On to the display handling. Here we have the appendToDisplay
function that adds
a character to the display. It does a quick regular expression match to make sure the
character in the string is a legal calculator character and then appends it to the
existing display string. All of the normal Java string methods can be called on JavaFX strings.
Don't you just love the fact that all of the power of Java is available to JavaFX?
The rest of the class just takes care of the details of performing operations and
storing the results. One thing to remember is that the operation
var
holds the "pending" operation - the next operation to be performed. When you think
about the sequence of keys used to enter 2 + 2
you can see that the plus
key needs to store the first 2 in the register and then save the add function as the
pending operation since we don't know what to add to the first two until the next
operation key is pressed (which could be another arithmetic operator or the equals key).
Graphics usually grabs all of the headlines when JavaFX is being discussed. But I have absolutely fallen in love with the power of the language itself. Binding to arbitrary expressions is addictive and being able to create and pass around functions (closures) as first class objects is incredibly powerful. I think Sun actually did this language a disservice by saddling it with the "Script" label.
Now we're getting warmed up! On to the eye candy.
A Calculator Takes the Stage
Here is a look at the finished product.
To run the calculator as a JavaFX applet in a Web page, click the calculator image above. To run the calculator as a Web Start application, click the Launch button below:
And here is the code:
Stage {
// The model
def model = CalculatorModel {}
def columns = 4
def keyPositionMap = [
7, 8, 9, 10,
4, 5, 6, 11,
1, 2, 3, 12,
14, 0, 15, 13
]
var theScene: Scene;
title: "Calculator 3"
scene: theScene = Scene {
width: 300
height: 400
fill: Color.BLACK
stylesheets: "{__DIR__}simpleCalc3.css"
content: Grid {
border: 10
width: bind theScene.width
height: bind theScene.height
hgap: 10
vgap: 20
rows: [
Row {
cells: Cell {
columnSpan: columns
content: CalculatorDisplay {
text: bind model.display
width: 280
height: 50
}
}
},
for (i in [0..<(sizeof keyPositionMap / columns)]) {
Row {
cells: for (j in [0..<columns]) {
CalculatorKey {
var keyIndex = keyPositionMap[i * columns + j];
var keyModel = model.keys[keyIndex];
character: keyModel.character
action: keyModel.action
styleClass: "calculatorKey"
id: keyModel.description
}
}
}
}
]
}
}
}
This is all pretty compact and straightforward. The first thing I've done is define a
few constants: the calculator model, the number of columns and a keyPositionMap
.
This map is actually a sequence that contains the indexes of the keys from the model. They
are ordered by the position at which they will be displayed on the calculator's panel.

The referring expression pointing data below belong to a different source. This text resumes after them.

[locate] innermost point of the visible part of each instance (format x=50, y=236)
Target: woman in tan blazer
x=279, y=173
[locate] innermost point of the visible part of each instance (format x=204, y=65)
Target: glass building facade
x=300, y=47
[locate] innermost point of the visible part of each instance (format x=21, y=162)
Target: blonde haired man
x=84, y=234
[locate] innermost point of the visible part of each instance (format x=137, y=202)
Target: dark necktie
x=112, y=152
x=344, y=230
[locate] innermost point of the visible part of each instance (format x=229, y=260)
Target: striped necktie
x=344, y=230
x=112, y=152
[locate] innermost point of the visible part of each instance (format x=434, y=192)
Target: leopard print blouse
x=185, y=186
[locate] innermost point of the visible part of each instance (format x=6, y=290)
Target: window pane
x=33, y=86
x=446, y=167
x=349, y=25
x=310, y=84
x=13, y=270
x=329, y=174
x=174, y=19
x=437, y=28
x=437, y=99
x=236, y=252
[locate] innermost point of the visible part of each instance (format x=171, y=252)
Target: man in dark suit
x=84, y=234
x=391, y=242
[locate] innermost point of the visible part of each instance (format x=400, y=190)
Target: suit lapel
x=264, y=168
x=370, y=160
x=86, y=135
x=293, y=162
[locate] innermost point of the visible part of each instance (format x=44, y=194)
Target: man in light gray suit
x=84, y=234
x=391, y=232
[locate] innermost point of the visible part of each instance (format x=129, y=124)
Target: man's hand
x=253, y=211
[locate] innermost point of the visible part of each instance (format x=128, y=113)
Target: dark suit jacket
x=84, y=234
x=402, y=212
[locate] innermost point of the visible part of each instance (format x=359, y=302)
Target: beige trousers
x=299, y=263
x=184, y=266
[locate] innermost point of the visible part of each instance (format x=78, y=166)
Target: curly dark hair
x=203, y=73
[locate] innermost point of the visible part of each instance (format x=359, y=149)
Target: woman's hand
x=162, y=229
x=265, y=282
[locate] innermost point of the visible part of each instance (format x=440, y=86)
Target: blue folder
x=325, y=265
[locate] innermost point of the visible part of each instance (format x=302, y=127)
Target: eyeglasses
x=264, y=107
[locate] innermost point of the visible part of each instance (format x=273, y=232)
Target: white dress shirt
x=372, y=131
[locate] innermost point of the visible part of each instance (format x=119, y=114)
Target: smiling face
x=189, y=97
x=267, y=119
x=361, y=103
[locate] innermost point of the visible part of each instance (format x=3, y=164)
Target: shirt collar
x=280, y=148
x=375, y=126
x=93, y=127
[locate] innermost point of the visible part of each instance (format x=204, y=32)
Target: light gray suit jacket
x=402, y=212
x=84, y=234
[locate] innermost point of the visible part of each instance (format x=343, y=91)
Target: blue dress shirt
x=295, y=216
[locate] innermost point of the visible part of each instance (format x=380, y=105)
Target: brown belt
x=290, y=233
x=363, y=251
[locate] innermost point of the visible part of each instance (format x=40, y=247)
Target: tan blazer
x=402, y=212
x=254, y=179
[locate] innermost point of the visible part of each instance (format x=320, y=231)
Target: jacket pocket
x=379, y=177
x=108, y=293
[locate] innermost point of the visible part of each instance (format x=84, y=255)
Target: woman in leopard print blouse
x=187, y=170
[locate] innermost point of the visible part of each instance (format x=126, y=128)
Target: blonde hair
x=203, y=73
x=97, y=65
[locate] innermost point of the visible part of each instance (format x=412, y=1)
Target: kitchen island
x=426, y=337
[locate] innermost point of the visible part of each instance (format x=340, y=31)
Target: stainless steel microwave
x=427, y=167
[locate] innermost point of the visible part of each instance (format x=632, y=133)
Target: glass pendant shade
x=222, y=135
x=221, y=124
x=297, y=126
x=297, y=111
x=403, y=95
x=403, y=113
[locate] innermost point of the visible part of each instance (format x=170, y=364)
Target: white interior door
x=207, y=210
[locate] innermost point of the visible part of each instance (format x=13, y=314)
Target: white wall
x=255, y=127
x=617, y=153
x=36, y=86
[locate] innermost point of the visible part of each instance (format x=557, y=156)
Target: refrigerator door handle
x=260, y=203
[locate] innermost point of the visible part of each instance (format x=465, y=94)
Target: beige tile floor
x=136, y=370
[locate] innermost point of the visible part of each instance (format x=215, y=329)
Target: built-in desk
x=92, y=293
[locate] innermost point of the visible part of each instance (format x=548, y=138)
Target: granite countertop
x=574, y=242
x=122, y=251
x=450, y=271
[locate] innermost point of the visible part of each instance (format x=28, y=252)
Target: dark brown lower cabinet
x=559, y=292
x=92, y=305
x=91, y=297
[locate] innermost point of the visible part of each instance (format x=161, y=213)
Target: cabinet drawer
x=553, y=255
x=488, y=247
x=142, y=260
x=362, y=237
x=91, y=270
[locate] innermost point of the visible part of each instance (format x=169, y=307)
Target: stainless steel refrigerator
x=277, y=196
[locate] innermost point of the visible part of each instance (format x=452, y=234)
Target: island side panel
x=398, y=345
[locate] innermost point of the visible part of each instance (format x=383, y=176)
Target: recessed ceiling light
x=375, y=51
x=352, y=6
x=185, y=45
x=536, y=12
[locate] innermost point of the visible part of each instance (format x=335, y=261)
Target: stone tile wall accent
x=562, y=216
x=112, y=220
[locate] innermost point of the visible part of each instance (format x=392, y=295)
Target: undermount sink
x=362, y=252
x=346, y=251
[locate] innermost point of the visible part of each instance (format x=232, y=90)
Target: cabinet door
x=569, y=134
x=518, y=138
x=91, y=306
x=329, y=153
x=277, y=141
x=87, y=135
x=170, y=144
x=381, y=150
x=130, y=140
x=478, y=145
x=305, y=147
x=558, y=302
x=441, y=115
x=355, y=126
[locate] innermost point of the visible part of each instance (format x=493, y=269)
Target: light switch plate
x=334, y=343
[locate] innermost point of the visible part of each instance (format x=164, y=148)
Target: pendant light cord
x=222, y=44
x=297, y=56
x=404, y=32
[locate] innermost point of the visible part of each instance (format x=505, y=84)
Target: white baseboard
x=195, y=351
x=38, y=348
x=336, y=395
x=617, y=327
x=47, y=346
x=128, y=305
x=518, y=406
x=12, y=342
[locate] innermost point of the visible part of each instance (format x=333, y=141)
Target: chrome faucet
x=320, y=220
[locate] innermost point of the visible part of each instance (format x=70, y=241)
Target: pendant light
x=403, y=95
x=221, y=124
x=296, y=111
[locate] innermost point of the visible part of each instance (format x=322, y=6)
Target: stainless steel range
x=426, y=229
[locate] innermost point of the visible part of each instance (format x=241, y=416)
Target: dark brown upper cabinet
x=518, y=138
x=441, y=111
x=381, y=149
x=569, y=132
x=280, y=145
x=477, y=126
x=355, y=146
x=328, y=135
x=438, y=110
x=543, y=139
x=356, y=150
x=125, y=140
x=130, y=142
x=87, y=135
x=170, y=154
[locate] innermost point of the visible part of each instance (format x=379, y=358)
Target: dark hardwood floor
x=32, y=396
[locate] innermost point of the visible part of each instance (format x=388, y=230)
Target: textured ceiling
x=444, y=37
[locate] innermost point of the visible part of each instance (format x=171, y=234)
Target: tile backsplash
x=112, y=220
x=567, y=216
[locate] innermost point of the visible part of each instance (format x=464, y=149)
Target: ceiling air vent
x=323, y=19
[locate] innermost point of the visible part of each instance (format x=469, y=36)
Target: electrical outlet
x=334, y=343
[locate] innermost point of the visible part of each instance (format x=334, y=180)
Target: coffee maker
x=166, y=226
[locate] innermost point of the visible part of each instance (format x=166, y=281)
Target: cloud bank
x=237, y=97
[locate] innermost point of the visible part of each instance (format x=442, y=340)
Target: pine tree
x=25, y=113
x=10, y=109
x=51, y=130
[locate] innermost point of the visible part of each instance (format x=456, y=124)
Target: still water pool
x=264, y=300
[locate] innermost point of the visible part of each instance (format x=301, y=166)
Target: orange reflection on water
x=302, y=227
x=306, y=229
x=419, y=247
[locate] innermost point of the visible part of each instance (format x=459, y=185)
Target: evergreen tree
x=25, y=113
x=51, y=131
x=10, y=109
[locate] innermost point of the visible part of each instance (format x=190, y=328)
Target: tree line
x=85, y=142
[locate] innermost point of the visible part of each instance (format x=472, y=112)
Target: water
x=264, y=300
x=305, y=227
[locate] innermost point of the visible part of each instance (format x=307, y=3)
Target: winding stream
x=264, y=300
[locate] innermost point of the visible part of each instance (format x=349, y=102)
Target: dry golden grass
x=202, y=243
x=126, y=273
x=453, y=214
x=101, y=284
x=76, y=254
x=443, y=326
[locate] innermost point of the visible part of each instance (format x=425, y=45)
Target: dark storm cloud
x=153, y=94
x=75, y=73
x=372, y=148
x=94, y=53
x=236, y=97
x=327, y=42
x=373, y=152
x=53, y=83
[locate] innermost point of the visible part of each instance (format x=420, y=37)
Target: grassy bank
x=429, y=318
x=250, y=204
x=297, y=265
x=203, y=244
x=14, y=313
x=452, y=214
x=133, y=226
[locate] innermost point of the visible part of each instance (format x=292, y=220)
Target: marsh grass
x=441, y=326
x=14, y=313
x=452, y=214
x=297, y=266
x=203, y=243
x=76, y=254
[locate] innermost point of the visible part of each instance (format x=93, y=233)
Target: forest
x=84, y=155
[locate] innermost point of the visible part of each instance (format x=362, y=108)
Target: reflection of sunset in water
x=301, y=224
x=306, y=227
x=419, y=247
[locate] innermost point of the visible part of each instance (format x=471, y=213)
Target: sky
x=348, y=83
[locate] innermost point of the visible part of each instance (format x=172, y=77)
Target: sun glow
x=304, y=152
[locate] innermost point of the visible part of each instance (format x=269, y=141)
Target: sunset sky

This really just allows me to easily place the keys where I want them.
Next I define a var to hold the scene. This is necessary so that I can bind to the scene's width and height within my declarative code a littler farther down. Then we get to the stage's title and, finally, to the declaration of the scene itself. The width and height of the scene determines the size of the drawing area inside the application's window. Note that its background is filled with the color black and that it uses a stylesheet. This should come as no surprise to you if you read my previous article. Stylesheets are a wonderful thing.
And finally we arrive at the content of the scene. I use the
Grid
layout from the excellent JFXtras project.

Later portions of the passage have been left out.